En Islandia no hace tanto frío como pudiera parecer. Es el corto y fresco verano lo que más llama la atención: a lo sumo un mes y medio con 24 horas de luz y una temperatura media de 10 grados.
El invierno es oscuro y gélido, aunque estable a un bajo cero soportable, suavizado por las corrientes templadas del Golfo.
Los primeros habitantes eran aguerridos vikingos que llegaron y decidieron establecerse, atraídos por aquella tierra inhóspita de la que de tanto en tanto emanaban chorros de vapor y fumarolas sulfurosas que calentaban el suelo basáltico y pedregoso.
Los clanes se repartieron por la isla y se organizaron en tribus que se reunían un par de veces en verano a tratar los problemas comunes. Es en esas reuniones donde los historiadores consideran que nace una incipiente democracia.
Que los fieros vikingos fueran capaces de atemperarse y dejar de lado sus diferencias por el bien común es un rasgo que han heredado los nuevos islandeses, generación tras generación.
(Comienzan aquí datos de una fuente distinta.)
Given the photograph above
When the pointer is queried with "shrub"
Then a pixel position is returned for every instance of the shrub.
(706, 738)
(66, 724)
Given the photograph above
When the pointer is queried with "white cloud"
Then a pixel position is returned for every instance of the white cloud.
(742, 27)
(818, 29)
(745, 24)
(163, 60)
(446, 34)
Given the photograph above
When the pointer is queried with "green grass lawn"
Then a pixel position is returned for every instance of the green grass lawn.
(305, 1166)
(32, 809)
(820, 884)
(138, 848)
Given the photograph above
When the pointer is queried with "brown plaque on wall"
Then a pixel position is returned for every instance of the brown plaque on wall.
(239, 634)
Los islandeses modernos comparten todos ellos unos rasgos poderosos, una piel translúcida y una calma inquebrantable. Juntos superaron duros inviernos, hambrunas eternas, la persecución religiosa y la explotación de sus congéneres continentales, y los pocos que sobrevivieron han mantenido una tradición oral única y una lengua casi medieval que es su mayor tesoro.
Ahora llevan un par de años toreando una crisis financiera atroz y los caprichos de un subsuelo vivo y en permanente cambio. Pero no son héroes, ni siquiera yetis, son sólo hombres y mujeres como nosotros, afectuosos, reflexivos, con ganas de divertirse y de entablar amistad, y una amplia sonrisa que pocas veces pierden.